Easy Sourdough Artisan Loaf (Step By Step)
This is the cliff notes version. If you want better insights, I would scroll up and follow the process earlier in the post.
2 Mixing Bowls
Mixing Spoon
Food Scale
Parchment Paper
Dutch Oven
Banneton
Scoring Blade
- 520 g Flour
- 365 g Warm Water
- 8 g Salt
- 90 g Bubbly Sourdough Starter
Add 90g active sourdough starter to 365 g of warm water. Mix together to create a cloudy water mixture.
In a separate bowl mix 520g of flour with 8g of salt.
Combine water/starter mixture with flour mixture. Mix until well combined.
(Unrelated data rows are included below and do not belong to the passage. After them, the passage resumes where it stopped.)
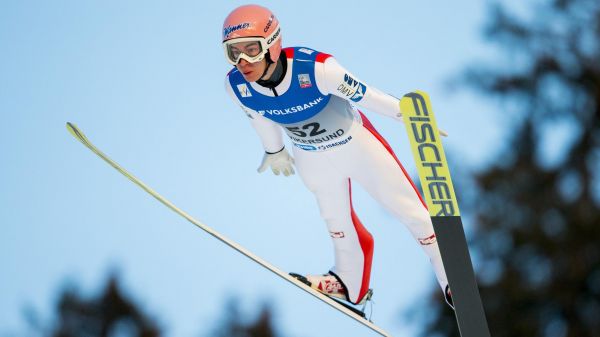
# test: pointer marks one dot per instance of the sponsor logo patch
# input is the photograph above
(269, 23)
(304, 80)
(428, 240)
(230, 29)
(306, 147)
(337, 235)
(359, 94)
(306, 51)
(244, 91)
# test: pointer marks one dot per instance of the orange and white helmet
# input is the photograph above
(249, 33)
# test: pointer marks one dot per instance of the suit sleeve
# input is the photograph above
(334, 79)
(269, 133)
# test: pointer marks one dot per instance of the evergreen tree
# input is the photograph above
(536, 209)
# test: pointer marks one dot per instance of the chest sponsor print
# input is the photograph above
(304, 80)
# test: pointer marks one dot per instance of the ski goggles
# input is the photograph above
(251, 49)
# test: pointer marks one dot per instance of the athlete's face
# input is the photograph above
(252, 71)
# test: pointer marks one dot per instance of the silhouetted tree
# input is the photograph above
(109, 314)
(113, 314)
(236, 324)
(537, 208)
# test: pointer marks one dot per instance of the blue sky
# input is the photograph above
(144, 81)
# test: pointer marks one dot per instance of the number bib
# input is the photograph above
(327, 129)
(314, 122)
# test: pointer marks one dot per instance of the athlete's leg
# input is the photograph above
(353, 244)
(375, 167)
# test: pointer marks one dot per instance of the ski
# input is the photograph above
(438, 189)
(79, 135)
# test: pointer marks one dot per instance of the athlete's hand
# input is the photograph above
(279, 162)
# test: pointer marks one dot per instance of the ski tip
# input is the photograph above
(71, 127)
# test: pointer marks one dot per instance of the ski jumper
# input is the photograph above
(335, 145)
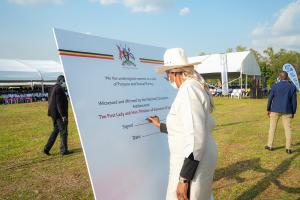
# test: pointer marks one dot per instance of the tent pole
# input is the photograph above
(241, 81)
(246, 86)
(43, 87)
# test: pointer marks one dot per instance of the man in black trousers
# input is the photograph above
(58, 111)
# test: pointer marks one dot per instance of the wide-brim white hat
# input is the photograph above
(174, 58)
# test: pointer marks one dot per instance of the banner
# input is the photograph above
(113, 89)
(292, 74)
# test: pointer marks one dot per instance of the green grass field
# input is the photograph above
(244, 171)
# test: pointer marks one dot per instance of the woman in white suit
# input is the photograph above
(193, 152)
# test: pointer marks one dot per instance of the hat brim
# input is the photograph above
(165, 68)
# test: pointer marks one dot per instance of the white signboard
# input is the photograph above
(113, 89)
(292, 74)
Place a warm, damp towel over your bowl
Rest your dough for a good 20-30 minutes before starting stretch and folds
Perform Stretch and Folds
First stretch and fold. Cover the bowl with your damp cloth, and come back in 30 minutes.
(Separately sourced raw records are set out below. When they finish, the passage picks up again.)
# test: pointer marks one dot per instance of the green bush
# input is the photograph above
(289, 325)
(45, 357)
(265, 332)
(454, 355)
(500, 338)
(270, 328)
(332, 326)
Second stretch and fold. Cover the bowl with your damp cloth, and come back in 30 minutes.
Third stretch and fold. Cover the bowl with your damp cloth, and come back in 30 minutes.
Place your now covered bowl somewhere warm, and let it sit for 7-10 hours
Place the now shape loaf into a prepared banneton or back in it’s bowl. Cover with a lid or wrap and place in the fridge. Cooling the dough helps give it more spring when you place it in the oven.
Preheat your oven to 450 degrees Fahrenheit
Wait at least 45 minutes in order for the oven and Dutch oven to properly heat
Once the 45 minutes is up, get your dough and place it on some parchment paper. (If it looks a little flat, you can do a little more shaping before placing on parchment paper)
Pull your Dutch oven out of the oven. Remove the lid. Place your loaf, on the parchment paper into the Dutch oven, replace the lid and place the whole thing back into your oven
Cook the loaf for 25 minutes with the lid on. Then 25 minutes with the lid off.
Allow the loaf to cool fully before cutting.